Composer Yasunori Mitsuda’s work on the brilliant, varied score almost never came to pass. He was on the brink of leaving Square Enix when Final Fantasy creator Hironobu Sakaguchi assigned him to compose for Chrono Trigger. The soundtrack holds a firm place in the hearts of many RPG fans, which Mitsuda attributes to a diversion from relying too heavily on an orchestrated sound in favor of jazz and folk-style music. He went on to compose the soundtracks for Chrono Cross, several Mario Party games, and most recently he contributed to the Kid Icarus: Uprising score. – Tim Turi
The CharactersI’ve lost count of the number of times I’ve played Chrono Trigger. Plenty of 16-bit RPGs hooked me with cool mechanics and interesting stories, but only a handful made me want to replay them multiple times. As much as I love the combat and the premise of Chrono Trigger, the main factor that kept me coming back to this classic was the phenomenal cast. Most RPGs in the SNES era had a few characters I liked, and the rest I was able to tolerate. Chrono Trigger was a different story. Many of the characters – the silent hero, the talking animal, the princess-in-disguise – may seem like tired clichés these days, but Chrono Trigger and its success is one of the reasons that these archetypes are so well known to RPG fans. Robo’s struggle with his identity, Frog’s stoicism, and Magus’ tragic origins added dimension to their personalities and made them feel alive to me. And though I have no patience for the silent protagonist these days, I didn’t initially notice that Crono never spoke because I was so wrapped up in the party members that surrounded him.

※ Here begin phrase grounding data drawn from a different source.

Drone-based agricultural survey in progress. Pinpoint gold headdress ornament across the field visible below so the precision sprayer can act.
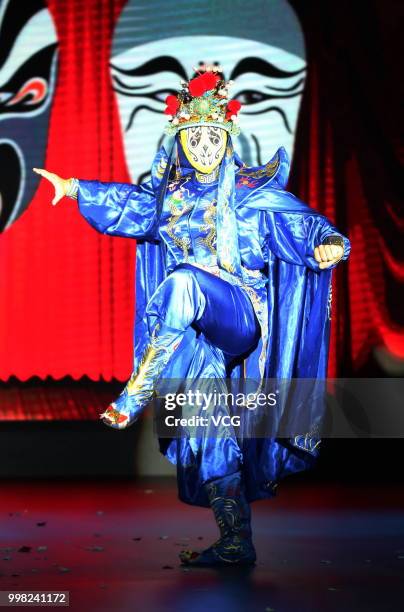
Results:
[164,64,241,136]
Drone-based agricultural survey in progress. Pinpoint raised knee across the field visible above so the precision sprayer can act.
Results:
[167,267,197,294]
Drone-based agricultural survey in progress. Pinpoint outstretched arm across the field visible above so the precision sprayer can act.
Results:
[34,168,156,243]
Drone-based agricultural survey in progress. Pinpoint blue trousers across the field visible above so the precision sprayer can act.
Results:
[146,263,261,358]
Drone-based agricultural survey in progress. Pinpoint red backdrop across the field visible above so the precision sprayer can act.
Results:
[0,0,404,380]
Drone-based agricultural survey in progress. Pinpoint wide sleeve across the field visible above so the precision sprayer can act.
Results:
[77,179,156,238]
[263,211,351,270]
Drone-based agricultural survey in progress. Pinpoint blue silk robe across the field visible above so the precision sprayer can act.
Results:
[78,148,350,506]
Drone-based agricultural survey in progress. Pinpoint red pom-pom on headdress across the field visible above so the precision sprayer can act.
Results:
[164,96,180,115]
[226,100,241,119]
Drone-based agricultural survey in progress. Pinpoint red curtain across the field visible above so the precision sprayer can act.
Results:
[0,0,404,380]
[288,0,404,376]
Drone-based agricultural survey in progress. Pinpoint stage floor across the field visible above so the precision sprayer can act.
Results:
[0,480,404,612]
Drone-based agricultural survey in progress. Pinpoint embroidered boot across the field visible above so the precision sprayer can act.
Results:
[100,323,184,429]
[180,472,256,566]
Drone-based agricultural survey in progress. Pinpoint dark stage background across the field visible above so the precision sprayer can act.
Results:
[0,0,404,480]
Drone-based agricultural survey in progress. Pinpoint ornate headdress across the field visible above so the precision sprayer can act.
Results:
[164,64,241,136]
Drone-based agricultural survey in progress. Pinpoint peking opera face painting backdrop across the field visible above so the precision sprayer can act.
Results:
[0,0,57,231]
[111,0,306,182]
[0,0,404,419]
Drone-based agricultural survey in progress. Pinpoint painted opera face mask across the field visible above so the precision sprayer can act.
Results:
[180,125,227,174]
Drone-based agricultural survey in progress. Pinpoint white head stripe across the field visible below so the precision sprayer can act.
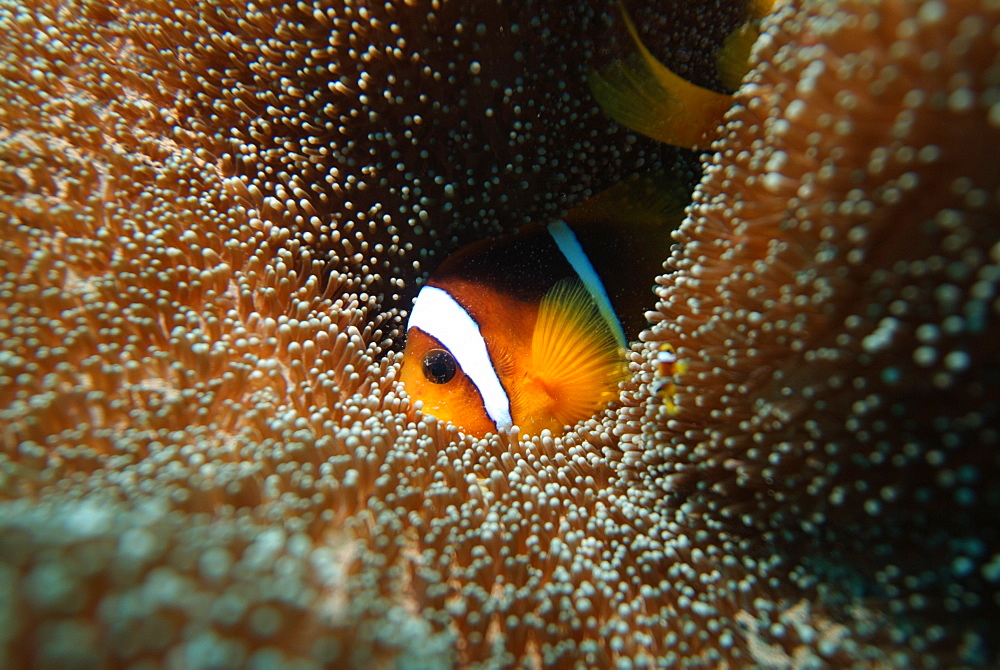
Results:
[548,221,628,348]
[406,286,514,430]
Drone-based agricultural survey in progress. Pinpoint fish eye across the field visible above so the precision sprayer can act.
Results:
[424,349,458,384]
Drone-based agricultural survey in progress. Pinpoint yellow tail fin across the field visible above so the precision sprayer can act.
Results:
[588,3,732,149]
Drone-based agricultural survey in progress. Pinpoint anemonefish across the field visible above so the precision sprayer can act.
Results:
[400,0,771,436]
[400,184,684,436]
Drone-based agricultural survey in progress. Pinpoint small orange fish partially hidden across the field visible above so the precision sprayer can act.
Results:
[401,221,654,436]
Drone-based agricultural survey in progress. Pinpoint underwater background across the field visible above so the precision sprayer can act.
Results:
[0,0,1000,669]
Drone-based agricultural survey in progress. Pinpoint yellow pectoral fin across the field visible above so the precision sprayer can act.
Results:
[716,0,774,91]
[520,279,627,434]
[588,3,732,148]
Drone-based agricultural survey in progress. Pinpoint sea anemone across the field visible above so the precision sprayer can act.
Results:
[0,0,1000,668]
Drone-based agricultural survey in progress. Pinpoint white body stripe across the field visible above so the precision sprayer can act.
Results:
[548,221,628,349]
[406,286,514,430]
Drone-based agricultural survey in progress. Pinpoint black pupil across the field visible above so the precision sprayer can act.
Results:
[424,349,458,384]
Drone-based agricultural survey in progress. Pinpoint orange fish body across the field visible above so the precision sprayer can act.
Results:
[401,221,663,436]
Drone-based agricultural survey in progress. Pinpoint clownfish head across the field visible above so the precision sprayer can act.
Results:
[400,280,626,436]
[400,286,513,436]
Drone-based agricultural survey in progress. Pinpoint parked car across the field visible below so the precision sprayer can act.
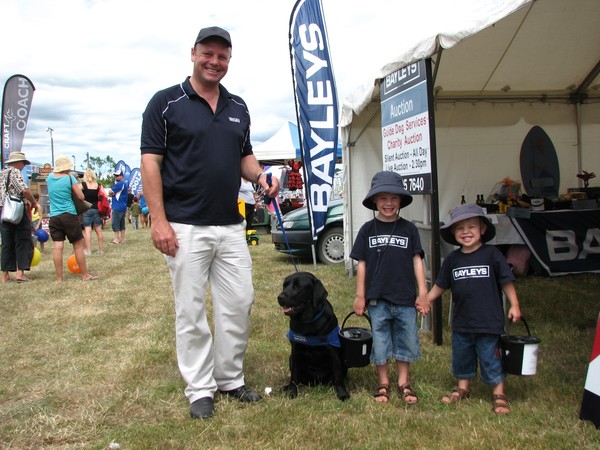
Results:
[271,199,344,264]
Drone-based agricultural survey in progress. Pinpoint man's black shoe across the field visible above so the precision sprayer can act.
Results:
[190,397,215,419]
[219,385,262,403]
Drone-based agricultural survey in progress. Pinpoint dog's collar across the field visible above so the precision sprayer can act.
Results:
[286,325,341,348]
[300,306,325,323]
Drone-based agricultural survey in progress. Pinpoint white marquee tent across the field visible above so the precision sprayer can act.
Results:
[253,122,342,164]
[341,0,600,268]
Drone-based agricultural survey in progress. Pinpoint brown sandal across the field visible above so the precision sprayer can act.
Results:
[442,386,470,404]
[373,384,390,403]
[398,381,419,405]
[492,394,510,414]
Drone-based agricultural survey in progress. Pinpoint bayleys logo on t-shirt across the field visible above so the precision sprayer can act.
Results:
[369,234,408,248]
[452,266,490,280]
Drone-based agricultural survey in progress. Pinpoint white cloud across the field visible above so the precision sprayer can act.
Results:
[0,0,506,168]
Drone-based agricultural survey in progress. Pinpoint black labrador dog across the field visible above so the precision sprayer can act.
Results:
[277,272,350,400]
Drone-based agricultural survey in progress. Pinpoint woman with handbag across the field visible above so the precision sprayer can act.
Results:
[0,152,41,283]
[46,156,96,283]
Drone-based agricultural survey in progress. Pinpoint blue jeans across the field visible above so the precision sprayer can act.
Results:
[83,208,102,228]
[367,300,421,366]
[452,331,506,386]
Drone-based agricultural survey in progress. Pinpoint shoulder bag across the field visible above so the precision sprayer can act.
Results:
[68,174,92,215]
[2,169,25,225]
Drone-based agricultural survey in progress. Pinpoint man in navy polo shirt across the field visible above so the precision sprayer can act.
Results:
[141,27,279,418]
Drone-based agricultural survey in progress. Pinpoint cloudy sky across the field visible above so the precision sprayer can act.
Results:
[0,0,500,168]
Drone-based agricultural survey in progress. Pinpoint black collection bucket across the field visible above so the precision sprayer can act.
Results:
[500,317,541,376]
[338,311,373,367]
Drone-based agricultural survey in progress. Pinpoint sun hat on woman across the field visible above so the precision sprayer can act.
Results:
[4,152,31,165]
[53,156,75,173]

My fondness goes beyond the stable of playable characters, too. The side characters and minor villains – Gaspar, Schala, Ozzie, Queen Zeal, Dalton – make the most of their small amount of time in the spotlight and enrich the main story. Even though the final boss isn’t so much a character as it is a faceless engine of destruction, Magus picks up Lavos’ slack by ranking up there with Kefka as one of the most memorable villains of the era. He may come off as a bit emo by modern standards, but Magus’ aura of aloof menace was a far cry from the standard megalomaniacal hijinks of other moustache-twirling villains of the day. Plus, your ability to recruit Magus as a party member later in the game is one of those too-good-to-be-true scenarios that just made me love him even more. I wish more games would give you the opportunity to control the main bad guys, if only for a little while. That’s just one more example of a way Chrono Trigger set an example for other entries in the genre to follow. – Joe Juba
The EndingsWhen you finally take down Lavos at the end of Chrono Trigger after battling across space and time, it’s an incredible relief. Crono wakes up in his room after landing the final strike and is hauled away to the castle. At first it seems like he’s going to be executed for kidnapping Marle, but he’s really there to get commended by all of the people throughout the various time zones that he and the rest of the party had helped. Next they all go to a grand festival in town, and Crono has to bid farewell to his friends one by one as they step into the time portal to return to their own times. It was an amazing and heartfelt close to a grand adventure. But that wasn’t all by a long shot.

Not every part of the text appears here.